"Toucher l'âme des gens par la gourmandise", le credo de Philippe Conticini "Je veux pouvoir toucher l'âme des gens"
Pourquoi avoir choisi la carrière de pâtissier ?
J'ai eu une enfance difficile car j'étais assez gros. Cette différence a fait que les autres n'avaient pas envie de me connaître et ne s'intéressaient pas à moi. Tant que je n'arrivais pas à assumer mon propre regard, les autres ne pouvaient pas me regarder. La première fois qu'une personne a goûté mes pâtisseries, elle m'a dit "vous m'avez touché l'âme". Je me suis enfin senti exister, il n'y avait plus de différence entre eux et moi. Je me suis dit que je devais continuer à faire ça pour que les autres s'intéressent à moi. J'ai ouvert ma première pâtisserie en 1986. L'aventure pouvait commencer.
Vous êtes l'inventeur d'un concept devenu un classique : les verrines. Comment vous est venue cette idée ?
Oui c'est vrai. En 1994, j'ai réalisé un dessert, mais sur l'assiette, il ne me plaisait pas. J'ai décidé de le restructurer dans un verre à bourgogne. Deux ans plus tard, je l'ai miniaturisé en utilisant des verres à vodka. A cette époque, comme je n'avais pas encore suffisamment de force médiatique pour imposer l'idée, je la protégeais pour éviter qu'on me la vole. Dès que des chefs venaient dans ma pâtisserie, je remettais les desserts en assiette ! C'est finalement Joël Robuchon qui a médiatisé le concept des verrines tout en spécifiant qu'il était issu de mon imagination. Ça a fait un carton.

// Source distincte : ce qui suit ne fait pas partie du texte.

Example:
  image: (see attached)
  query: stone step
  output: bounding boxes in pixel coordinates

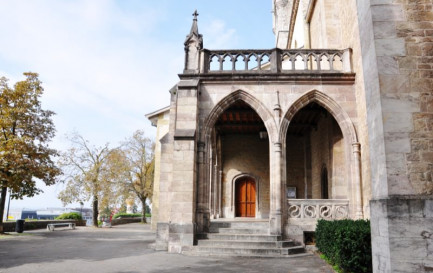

Vous travaillez avec Angelo Musa. Quels rapports entretenez-vous ?
"L'excellence est de mettre ce que l'on est dans ce que l'on fait."
Nous nous sommes rencontrés en 2003, alors qu'Angelo préparait la Coupe du Monde de Pâtisserie. On se complète car on a tous les deux des personnalités différentes mais le même sens du partage. Lorsqu'on créé une nouvelle pâtisserie, on se réunit avec le personnel du Labo (ndlr Le labo se situe à Saint-Ouen. C'est dans ces 600 m² que Philippe Conticini et Angelo Musa créent les nouvelles pâtisseries). On n'hésite pas à critiquer dès qu'il le faut. C'est important de savoir accepter la critique même si elle peut être dure, car c'est elle qui nous permet de nous bonifier.
Qu'est-ce qui vous stimule dans ce métier ?
J'aime pouvoir créer des pâtisseries qui me plaisent. Si elles plaisent aux autres, c'est mieux car cela créé un échange avec les gens. Ils ont envie de parler avec vous et de partager leurs émotions. Ce partage entre le pâtissier et le consommateur est indispensable à mes yeux.
Sur quoi basez-vous ce partage ?
Selon moi, le consommateur doit pouvoir sentir la personnalité de la personne qui a concocté le plat ou la pâtisserie qu'il déguste. C'est le plus important. Au-delà d'un simple mélange de produits entre eux, il faut réussir à percevoir la personnalité du cuisinier. C'est ainsi que l'on peut toucher l'âme des gens, communiquer avec eux et partager. Finalement, on ouvre notre personnalité aux autres avec la pâtisserie.
Selon vous, qu'est-ce que l'excellence en pâtisserie ?
Pour moi l'excellence, c'est de mettre ce que l'on est dans ce que l'on fait. Il faut vivre avec le produit, et que le produit fini soit finalement un miroir de votre personnalité.